New book chronicles the history of Ohio's coal country

Scattered across southeast Ohio are the remains of towns, mines and other structures that played a massive role in the state’s history. But many of those places are hidden or no longer exist. 

When Elise Meyers Walker helped to write a book on coal mining in the region, she wanted to pull the history from those forgotten places.

“When people drive through (southeast Ohio), they see a boring farm area,” Walker said. “But there is so much more to it than that.”

The book Carrying Coal to Columbus: Mining in the Hocking Valley, which Walker, who is currently completing an online MBA at Ohio University, wrote with her father, David Meyers and Nyla Vollmer, a local resident. The book was released in February. 

“I don’t think of it so much as a book about coal as a book about the region,” Walker said. “Coal was so big in building and founding the state.”

As the book notes, it was actually the iron industry that spurred the coal industry in Ohio. Early settlers would find iron ore in the woods, melt the ore in big clay ovens and send the pig iron to cities such as Columbus.

“At the time, they used charcoal to fuel these things,” Meyers, who previously served on the board at the Hocking Valley Museum of Theatrical History in Nelsonville, said. “So they decided to turn to coal. And these guys started creating canals to transport the coal, and then railroads, and one thing led to another.”

Beyond the macro level, the book also focuses on the day-to-day lives of the people who worked in the mines and lived in surrounding towns. 

“We have a lot of information about the lives of miners, and especially the women,” Meyers said. “There was so much coal dust in the air that they would wake up with coal soot around their nostrils — the women would have to clean continually.”

Carrying Coal to Columbus is the eighth book that the father and daughter have collaborated on, and almost all of the books have focused on some aspect of Ohio’s history. Their book on coal mining in Ohio has been a work in progress for several years.

“Several years ago, I proposed this book to my publisher, but another someone had a similar idea so we backed away from it,” Meyers said. “At the time we were bummed … we waited a few years, and I’m glad I waited because it’s a better book for it.”

Vollmer became involved by accident. She works as a nurse and part-time historian of her hometown of Haydenville. When Meyers was driving through the town, he decided to stop at the local museum only to find it closed.

“Then this woman stopped and asked if I wanted to go inside, so she got the keys and showed me around,” Meyers said. “That was Nyla.”

Vollmer, who co-founded the Haydenville Preservation Society, has spent years chronicling the history of her small town that is just upriver from Nelsonville.

“Most people don’t realize the importance (coal) had on the environment and business and everything,” she said. “Ohio started as cow paths and has really grown, and a lot of that is coal.”

But coal’s integral role in the life of Ohioans seems to be slipping more each year.

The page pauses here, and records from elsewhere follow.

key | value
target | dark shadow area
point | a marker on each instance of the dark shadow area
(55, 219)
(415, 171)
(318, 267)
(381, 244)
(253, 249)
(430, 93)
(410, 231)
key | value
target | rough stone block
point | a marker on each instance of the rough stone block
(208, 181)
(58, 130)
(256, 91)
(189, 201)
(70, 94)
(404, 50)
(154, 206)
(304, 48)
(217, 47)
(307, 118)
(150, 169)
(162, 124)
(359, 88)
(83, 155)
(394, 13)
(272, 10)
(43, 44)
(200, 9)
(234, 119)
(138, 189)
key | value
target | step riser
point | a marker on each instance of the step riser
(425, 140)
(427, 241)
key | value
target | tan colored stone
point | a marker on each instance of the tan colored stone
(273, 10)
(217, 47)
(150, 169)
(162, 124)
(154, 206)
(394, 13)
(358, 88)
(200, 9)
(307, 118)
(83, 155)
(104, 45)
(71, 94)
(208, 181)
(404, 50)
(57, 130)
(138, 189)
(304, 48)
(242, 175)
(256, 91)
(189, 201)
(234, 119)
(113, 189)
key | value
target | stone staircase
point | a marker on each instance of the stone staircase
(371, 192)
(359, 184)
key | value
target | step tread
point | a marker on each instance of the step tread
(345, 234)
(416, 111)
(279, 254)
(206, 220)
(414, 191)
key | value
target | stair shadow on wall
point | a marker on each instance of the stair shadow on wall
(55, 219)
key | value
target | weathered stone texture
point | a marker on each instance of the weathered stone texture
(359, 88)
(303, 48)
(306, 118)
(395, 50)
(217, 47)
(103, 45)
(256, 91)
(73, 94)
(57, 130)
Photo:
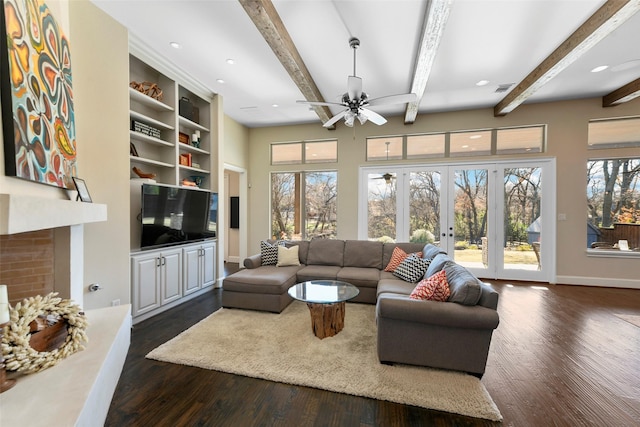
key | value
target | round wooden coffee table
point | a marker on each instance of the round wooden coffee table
(326, 302)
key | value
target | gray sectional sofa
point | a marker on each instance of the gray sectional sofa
(451, 335)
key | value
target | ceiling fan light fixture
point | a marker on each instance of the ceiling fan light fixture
(349, 118)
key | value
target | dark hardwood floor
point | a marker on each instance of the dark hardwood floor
(560, 357)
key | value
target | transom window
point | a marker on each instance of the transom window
(614, 133)
(481, 142)
(305, 152)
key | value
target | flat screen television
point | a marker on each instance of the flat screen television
(175, 215)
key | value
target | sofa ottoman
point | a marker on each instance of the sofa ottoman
(263, 288)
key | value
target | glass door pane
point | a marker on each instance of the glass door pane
(424, 206)
(381, 205)
(470, 218)
(522, 218)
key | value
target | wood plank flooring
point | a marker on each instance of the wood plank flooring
(560, 357)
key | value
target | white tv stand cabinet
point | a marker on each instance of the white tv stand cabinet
(166, 277)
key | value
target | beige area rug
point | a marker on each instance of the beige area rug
(282, 347)
(631, 318)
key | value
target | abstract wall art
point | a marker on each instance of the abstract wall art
(38, 118)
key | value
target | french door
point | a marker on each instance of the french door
(489, 217)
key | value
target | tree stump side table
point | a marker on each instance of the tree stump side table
(326, 302)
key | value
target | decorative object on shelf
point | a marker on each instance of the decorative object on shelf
(185, 159)
(145, 129)
(38, 114)
(142, 174)
(187, 110)
(195, 140)
(148, 88)
(183, 138)
(17, 347)
(83, 191)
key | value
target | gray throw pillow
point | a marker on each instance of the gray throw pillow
(430, 251)
(464, 286)
(436, 264)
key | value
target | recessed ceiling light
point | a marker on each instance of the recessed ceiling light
(626, 65)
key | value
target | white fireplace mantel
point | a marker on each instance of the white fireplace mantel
(20, 214)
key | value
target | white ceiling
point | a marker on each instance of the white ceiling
(497, 40)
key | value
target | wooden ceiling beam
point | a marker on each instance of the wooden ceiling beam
(610, 16)
(266, 19)
(433, 25)
(624, 94)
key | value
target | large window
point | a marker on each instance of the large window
(613, 202)
(303, 205)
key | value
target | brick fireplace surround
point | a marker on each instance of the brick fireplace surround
(27, 264)
(41, 251)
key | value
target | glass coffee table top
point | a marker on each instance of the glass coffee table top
(323, 291)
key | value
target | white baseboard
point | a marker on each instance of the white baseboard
(606, 282)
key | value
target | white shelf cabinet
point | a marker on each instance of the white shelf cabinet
(199, 267)
(164, 278)
(156, 279)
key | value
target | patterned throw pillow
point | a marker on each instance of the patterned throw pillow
(269, 252)
(288, 256)
(397, 257)
(434, 288)
(412, 268)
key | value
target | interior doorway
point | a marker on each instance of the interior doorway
(235, 232)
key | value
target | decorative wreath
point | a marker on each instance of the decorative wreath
(19, 355)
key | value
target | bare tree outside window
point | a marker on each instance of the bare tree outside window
(613, 200)
(303, 205)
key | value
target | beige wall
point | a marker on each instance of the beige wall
(236, 147)
(100, 58)
(567, 143)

Promises to bring coal jobs back to Ohio have been around for a long time, Meyers said, because the state’s coal industry has really been in decline since the Great Depression.

“I would never say never,” he said of a coal comeback. “But the high point was the early part of the 20th century and it’s been a decline since then … maybe if it can be extracted more efficiently, or burnt cleaner, but I don’t think it will be back.”